The fairy tale of rose petals

The cleaning addict Princess Rosalina - that is the rose-loving sister of the Duke of Rosmital - does not want to marry Prince Immerundewig at all. A pumpkin would rather marry a rose bush. In his distress, the prince turns to his aunt, the great magician Nevermore. The sorceress shows the princess the marriage of the rose bush and the pumpkin. Rosalina has to take note of her transformation. She feels as if she had never become a pumpkin through the magic of the woman. For love for Rosalina Immerundewig has turned into a rose bush. Both children, a beautiful little girl, call the couple rose petals. Years later, the daughter's mother envies beauty and pokes her head with a sharp comb. Afterwards Rosalina puts her rose petals in a back room in a glass box made of crystal, locks the room, dies and is buried under the stunted rose bush. The Duke of Rosmital marries a beautiful but not good-natured lady. The curious duchess uncovered the secret of the locked room. The woman tears the comb out of the rose petals from the head. The girl is able to end her magical sleep, is henceforth kept as a slave by the Duchess and is badly mistreated. The Duke of Rosmital recognizes his wife's bad character and sends her back to her parents. When rose petals marries a noble prince, the rose bush blossoms forever and ever again. The young couple is blessed by Rosenblätchen's parents. Then the parents disappear into the air.

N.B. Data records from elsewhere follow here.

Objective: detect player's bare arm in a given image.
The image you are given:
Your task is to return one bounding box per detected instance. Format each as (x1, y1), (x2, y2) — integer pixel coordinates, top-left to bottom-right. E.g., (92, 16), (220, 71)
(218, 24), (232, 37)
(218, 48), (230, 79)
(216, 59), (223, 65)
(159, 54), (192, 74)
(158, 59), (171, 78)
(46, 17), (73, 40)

The fairy tale of the Baron von Hüpfenstich

König Haltewort lives in peace with the neighbors according to the motto: "Don't do anything to me, I won't do anything to you either." The queen dies giving birth to their only daughter, Willwischen. Holding word passes the newborn to the woman week. She feeds it together with her seven sons on the days of the week. All of a sudden, Halteword wants to represent the mother's place in his child's mind. During the farewell, the king receives a survival recipe for Willwischen from Mrs.Week. Halteword is supposed to make a flea drink of its blood. This is how he will feed his child. It does indeed work. Willwischen grows up, but with the girl the flea grows too. The king has the adult insect dressed and gives him, the Baron von Hüpfenstich, a regiment of hussars. In vain, von Hüpfenstich desires Princess Willwischen to be a wife. One of his envious people, the Rittmeister Zwickelwichs, brings down the Baron's accustomed success. He leads him to treason. As a punishment, the flea's skin is peeled off and put on display. Willwischen should finally get married. The princess is named after her curiosity. She wants to know who the skin is from. According to the will of the king, he should now have his daughter as his wife who guesses which skin is hanging on the gallows. The ogre-eater Wellewatz comes by and advises: "A flea skin." The monster is allowed to kidnap Willwischen into his bone structure. A king holding word must keep its word. Frau Woche, actively supported by her seven sons, frees Willwischen from the clutches of the terrible husband, Wellewatz. The ogre is caught. Willwischen wants another man. The king must keep his word, but he knows a way out. When he first appeared in the residence, Wellewatz had eaten two baker's servants without bread. That must be punished. Wellewatz, who keeps turning in his prison, is taken as a mill shaft . Willwischen, when he returned home, received a hussar made from butter dough from the bakers' guild. The pastries look like they were made by hopping stitches. Then the cake hussar says that he is jumping stitch. He is still alive. After the skin was peeled off, his soul crept into the bakery dough. Willwischen should eat him whole. The king's daughter takes a hearty bite. There is a beautiful prince in front of her. Haltewort gives the young couple half the Reich and marries Frau Woche. Their seven sons each get a regiment.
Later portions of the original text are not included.